Но теперь-то изможденным я не казался! Здешнего Гошу можно было назвать пусть и худощавым, но — крепким парнем, да и отъелся я и подкачался за последние месяцы, и дракон свое дело сделал…
— Черт, — сказал я. — Надо бы мне одеться.
И положил ложку на стол, рядом с тарелкой.
— Не-а, — проговорила девушка. — Не надо.
И обошла вокруг стола, наклонилась, прижалась к моей спине, погладила мне шею и плечи, запустила пальцы в бороду, а потом — чмокнула в щеку.

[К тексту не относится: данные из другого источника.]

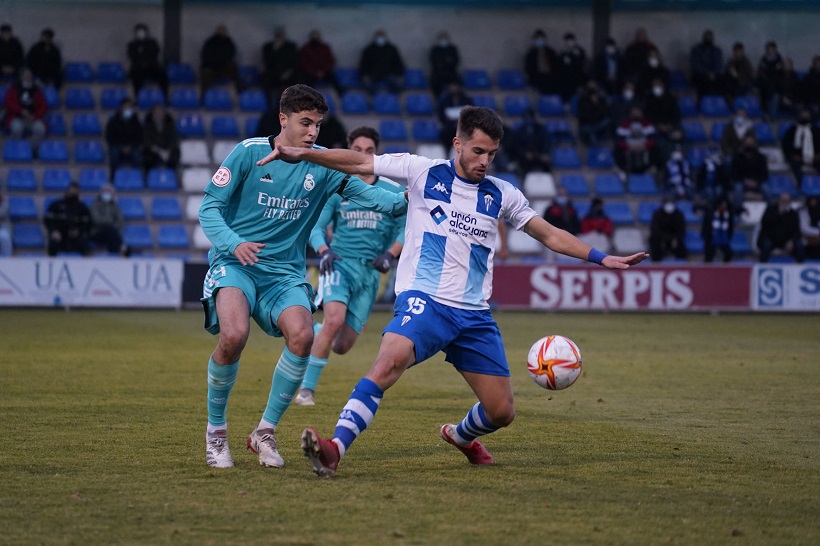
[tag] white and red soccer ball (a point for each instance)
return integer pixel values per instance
(554, 362)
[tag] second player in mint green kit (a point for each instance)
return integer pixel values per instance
(364, 243)
(259, 219)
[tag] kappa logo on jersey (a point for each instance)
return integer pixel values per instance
(222, 177)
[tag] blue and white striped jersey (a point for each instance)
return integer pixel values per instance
(451, 229)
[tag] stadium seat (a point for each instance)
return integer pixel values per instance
(608, 185)
(28, 236)
(184, 98)
(172, 236)
(88, 151)
(161, 179)
(53, 151)
(165, 208)
(56, 179)
(425, 130)
(111, 72)
(21, 180)
(86, 124)
(575, 184)
(224, 127)
(79, 98)
(92, 179)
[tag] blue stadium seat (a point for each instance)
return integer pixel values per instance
(355, 102)
(53, 151)
(476, 79)
(28, 236)
(184, 98)
(392, 129)
(418, 104)
(21, 180)
(128, 179)
(86, 124)
(22, 207)
(92, 179)
(224, 126)
(110, 72)
(386, 104)
(56, 179)
(600, 158)
(132, 208)
(217, 99)
(642, 184)
(575, 184)
(173, 236)
(111, 97)
(165, 208)
(78, 72)
(88, 151)
(161, 179)
(566, 157)
(608, 185)
(79, 98)
(425, 130)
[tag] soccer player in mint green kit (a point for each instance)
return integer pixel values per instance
(259, 219)
(365, 243)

— Мне и так очень нравится, — она едва не мурлыкала. — Что тут предлагают на завтрак? Я слона готова съесть!
— Однако! — несколько смущенно выдавил из себя я. — Слона не предлагаю. Есть овсянка, вот эти вот конструкции… Бутерброды, в общем. И кофе — вот, две чашки.

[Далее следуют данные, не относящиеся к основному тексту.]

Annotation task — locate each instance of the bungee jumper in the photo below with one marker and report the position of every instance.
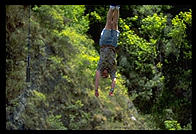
(108, 43)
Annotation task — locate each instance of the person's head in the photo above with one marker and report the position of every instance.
(104, 73)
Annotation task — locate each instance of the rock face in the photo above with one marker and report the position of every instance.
(60, 94)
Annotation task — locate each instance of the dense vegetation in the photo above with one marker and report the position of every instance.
(154, 77)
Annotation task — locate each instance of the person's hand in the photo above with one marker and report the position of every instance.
(96, 93)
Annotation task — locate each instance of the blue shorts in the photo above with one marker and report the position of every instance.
(109, 37)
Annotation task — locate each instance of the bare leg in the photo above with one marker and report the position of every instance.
(109, 19)
(115, 19)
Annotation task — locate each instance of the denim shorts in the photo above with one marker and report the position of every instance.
(109, 37)
(107, 61)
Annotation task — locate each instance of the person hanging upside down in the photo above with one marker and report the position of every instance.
(108, 43)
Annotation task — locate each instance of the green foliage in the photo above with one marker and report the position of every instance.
(154, 68)
(172, 125)
(55, 123)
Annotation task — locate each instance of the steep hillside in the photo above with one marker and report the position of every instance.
(63, 64)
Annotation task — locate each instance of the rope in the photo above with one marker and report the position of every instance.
(28, 45)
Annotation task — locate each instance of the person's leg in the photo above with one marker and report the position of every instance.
(113, 83)
(115, 19)
(109, 19)
(97, 77)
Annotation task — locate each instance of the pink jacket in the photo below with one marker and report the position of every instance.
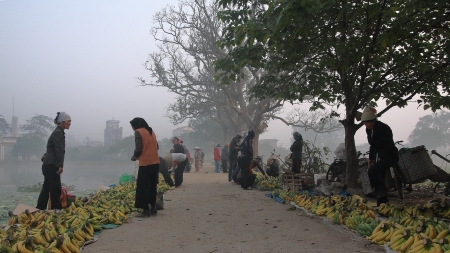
(217, 154)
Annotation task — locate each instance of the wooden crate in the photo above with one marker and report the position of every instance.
(298, 182)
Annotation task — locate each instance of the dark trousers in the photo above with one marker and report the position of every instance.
(231, 170)
(52, 186)
(225, 166)
(146, 186)
(296, 165)
(165, 172)
(377, 175)
(179, 173)
(244, 165)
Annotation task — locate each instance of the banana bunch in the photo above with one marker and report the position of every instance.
(398, 212)
(422, 210)
(269, 183)
(421, 244)
(5, 249)
(382, 233)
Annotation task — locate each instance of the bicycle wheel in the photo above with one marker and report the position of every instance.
(335, 172)
(398, 182)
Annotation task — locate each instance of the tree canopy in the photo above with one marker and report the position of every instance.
(432, 131)
(342, 53)
(187, 37)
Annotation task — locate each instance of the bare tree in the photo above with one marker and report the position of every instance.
(187, 38)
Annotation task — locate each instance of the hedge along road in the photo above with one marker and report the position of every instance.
(209, 214)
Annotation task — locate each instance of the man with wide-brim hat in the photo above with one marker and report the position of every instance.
(383, 153)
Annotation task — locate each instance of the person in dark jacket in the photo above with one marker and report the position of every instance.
(163, 169)
(273, 168)
(146, 151)
(245, 159)
(296, 149)
(224, 156)
(233, 155)
(53, 164)
(178, 148)
(383, 153)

— Я говорила, что ты солнце? — она изогнулась и поцеловала меня и в другую щеку. — А, да. Говорила! И правильно сделала.
Аристократка, представительница древнего магнатского рода и самый квалифицированный гидромант-практик во всей губернии прошла к буфету, открыла шкафчик над мойкой, совершенно по-хозяйски достала себе оттуда тарелку с узором из каких-то не то клубничек, не то сердечек (я понятия не имел, что у меня такая есть!) и черпаком наложила себе каши.
— Погоди-ка! — она принюхалась. — Это что? Ванилин? Ты варишь кашу с ванилином?
— Если с молоком — то ага, — задумчиво проговорил я.
Почему задумчиво? Потому что, когда она доставала тарелку, то вставала на цыпочки, а моя рубашка, которая пока что была ее рубашкой, и так не отличалась большой длиной, и… И я призадумался. Было от чего, уж поверьте. И Вишневецкая все прекрасно понимала, потому что иначе с чего бы ей вилять бедрами? Ей-Богу, она виляла бедрами, накладывая себе кашу! Когда Яся повернулась, то глазки у нее так и сверкали.